Breastfeeding or bottle refusal consultation - Nursing strike

When your baby refuses to breastfeed or bottle feed, it's commonly called a nursing strike.

Every once in a while, your baby might be off their feed: a busy day, a stuffy nose, annoying teething, or some other unknown reason can all lead to babies skipping a feed or two.

But, when a baby doubles down and will not breastfeed. or even take a bottle, for 12 hours or longer, you are in the midst of a nursing strike.


1. While it may seem to you that there is nothing different today than any other day, in your baby's opinion, they are refusing to feed for a very. good. reason.

Most often, there is something that happened during the time your baby last fed.
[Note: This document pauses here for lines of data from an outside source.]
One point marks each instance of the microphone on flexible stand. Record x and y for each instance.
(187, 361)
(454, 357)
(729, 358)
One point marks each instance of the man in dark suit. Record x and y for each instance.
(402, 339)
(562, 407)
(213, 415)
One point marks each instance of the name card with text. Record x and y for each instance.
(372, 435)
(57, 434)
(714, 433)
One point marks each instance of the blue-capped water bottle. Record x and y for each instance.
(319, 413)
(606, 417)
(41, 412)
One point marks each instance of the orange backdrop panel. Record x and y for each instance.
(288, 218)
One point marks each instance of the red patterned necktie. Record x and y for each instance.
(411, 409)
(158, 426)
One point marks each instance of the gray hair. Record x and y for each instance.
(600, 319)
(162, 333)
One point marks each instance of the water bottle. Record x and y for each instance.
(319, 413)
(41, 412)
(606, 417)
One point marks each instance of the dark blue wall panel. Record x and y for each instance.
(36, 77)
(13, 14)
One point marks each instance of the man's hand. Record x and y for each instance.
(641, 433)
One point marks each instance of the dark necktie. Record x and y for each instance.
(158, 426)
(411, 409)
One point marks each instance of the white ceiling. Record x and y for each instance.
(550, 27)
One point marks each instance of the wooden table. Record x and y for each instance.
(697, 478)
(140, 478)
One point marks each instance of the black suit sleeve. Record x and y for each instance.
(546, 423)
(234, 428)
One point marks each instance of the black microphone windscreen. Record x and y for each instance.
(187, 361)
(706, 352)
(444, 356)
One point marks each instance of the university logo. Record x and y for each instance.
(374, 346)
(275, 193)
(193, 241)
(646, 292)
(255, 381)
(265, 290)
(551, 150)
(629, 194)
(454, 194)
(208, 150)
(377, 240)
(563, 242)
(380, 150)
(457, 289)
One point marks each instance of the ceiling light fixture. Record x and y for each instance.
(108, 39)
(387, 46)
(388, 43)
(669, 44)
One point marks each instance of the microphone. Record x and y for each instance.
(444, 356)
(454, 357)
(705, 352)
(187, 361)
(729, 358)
From their perspective, it was scary and it was part of breastfeeding. Think back: can you think of a simultaneous event- the dog barked suddenly, a loud thunderclap or lightning, or you yelled when your baby bit you.

  • Do you smell different? shampoo, laundry product, air freshener
  • Does the milk taste funny? new formula, high lipase/soapy taste, sour milk, mastitis/salty taste
  • Are you in a different environment? Visiting or vacationing?
  • Are you feeling stressed over something and not connecting with your baby?
  • Is your baby in a new environment with dad or grandma, or at day-care?

2. Your baby may have taken a bottle since birth, but now you are back at work, and she's refusing.

You made sure that bottles would not be a problem by spending time working with your baby to drink from a bottle nearly from birth. Now that you are at work, she is with her caregiver and refusing to eat which is beyond stressful.

3. You may think your baby is self-weaning

If your baby is older than 18 months old, self-weaning is probably what you are witnessing. If your baby is younger, I would bet "something" happened to put your baby off their feed, and I encourage you to try to get them breastfeeding again. There are many benefits for the both of you.

If your baby is bottle-feeding, self-weaning is developmentally on track. No action is needed on your part.

You may be trying to wait them out.

If you can get your baby to eat or drink by some other means, waiting is a sound strategy. Most babies resume breastfeeding in a day or so, without much fuss.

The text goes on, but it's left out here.